In practice, the doctor usually narrows down the possible causes of the fever, administers a broad range of drugs and then follows the patient's progress. This broad approach is taken as it would be too expensive and impractical to test a patient for every conceivable cause before administering treatment. The only problem is, sometimes an FUO can turn out to be something more serious than it appears and a wrong diagnosis could lead to a fatal result.

But thanks to a new medical test kit developed by a scientist at the Chiang Mai Medical Sciences Centre, doctors can cut the number of patients treated for FUO by about one-third.

Using Nested Polymerase Chain Reaction or Nested PCR, the new test kit was developed to help doctors to screen for scrub typhus, which is responsible for about 33 per cent of cases of FUO.

The kit's inventor, Salukjit Chutipongwiwet, said that normally it took 10 to 14 days using a disease-culture technique in the laboratory to tell whether a patient had this infectious disease.

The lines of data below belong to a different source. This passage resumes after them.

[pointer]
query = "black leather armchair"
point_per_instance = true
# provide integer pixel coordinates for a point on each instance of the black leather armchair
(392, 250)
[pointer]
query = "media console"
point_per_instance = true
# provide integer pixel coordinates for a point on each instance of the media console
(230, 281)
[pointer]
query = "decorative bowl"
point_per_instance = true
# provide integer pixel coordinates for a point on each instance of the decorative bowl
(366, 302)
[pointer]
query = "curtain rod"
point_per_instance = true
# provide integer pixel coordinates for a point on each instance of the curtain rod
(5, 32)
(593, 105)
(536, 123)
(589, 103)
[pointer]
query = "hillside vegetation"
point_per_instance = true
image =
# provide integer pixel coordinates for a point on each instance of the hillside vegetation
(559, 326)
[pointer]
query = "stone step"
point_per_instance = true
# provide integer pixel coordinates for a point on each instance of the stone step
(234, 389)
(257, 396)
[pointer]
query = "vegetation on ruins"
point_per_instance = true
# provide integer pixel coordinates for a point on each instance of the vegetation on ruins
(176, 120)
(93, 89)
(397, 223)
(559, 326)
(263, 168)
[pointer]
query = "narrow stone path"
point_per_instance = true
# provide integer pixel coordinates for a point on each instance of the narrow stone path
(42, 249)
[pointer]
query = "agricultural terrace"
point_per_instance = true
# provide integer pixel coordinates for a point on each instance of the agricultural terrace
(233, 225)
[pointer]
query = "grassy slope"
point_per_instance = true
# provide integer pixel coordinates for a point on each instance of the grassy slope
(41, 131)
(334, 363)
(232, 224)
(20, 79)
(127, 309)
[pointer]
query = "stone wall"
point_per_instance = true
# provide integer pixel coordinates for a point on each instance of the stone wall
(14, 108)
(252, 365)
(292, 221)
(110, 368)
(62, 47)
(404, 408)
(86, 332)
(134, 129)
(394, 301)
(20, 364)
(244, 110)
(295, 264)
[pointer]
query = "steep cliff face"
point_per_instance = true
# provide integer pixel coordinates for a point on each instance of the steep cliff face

With the new kit, the test can be conducted immediately and it takes just hours to get the result, she said.

Salukjit last week won the best innovation award, conferred annually by the Department of Medical Sciences (DMS), for her invention.

Patients with scrub typhus usually seek treatment about three days after contracting the disease, and that is the perfect time for the new test to detect the strain, Salukjit said.

The kit is 100-per-cent accurate, she said, adding that it was developed last year and is now being distributed for use in state laboratories and hospitals and is also being marketed domestically for private medical laboratories and facilities.

Salukjit said the test kit should be the only one of its kind in the world as scrub typhus is common only in Asia and the Pacific. Western medical equipment makers, therefore, were not interested in this tropical disease.

Figures from the Bureau of Epidemiology show that fever of unknown origin is the third most frequently reported illness after acute diarrhoea and malaria.

Scrub typhus is transmitted to humans through the bites of mites that live on field mice and rats. The main symptoms of the disease are fever, a wound at the site of the bite, a spotted rash on the torso and swollen lymph glands.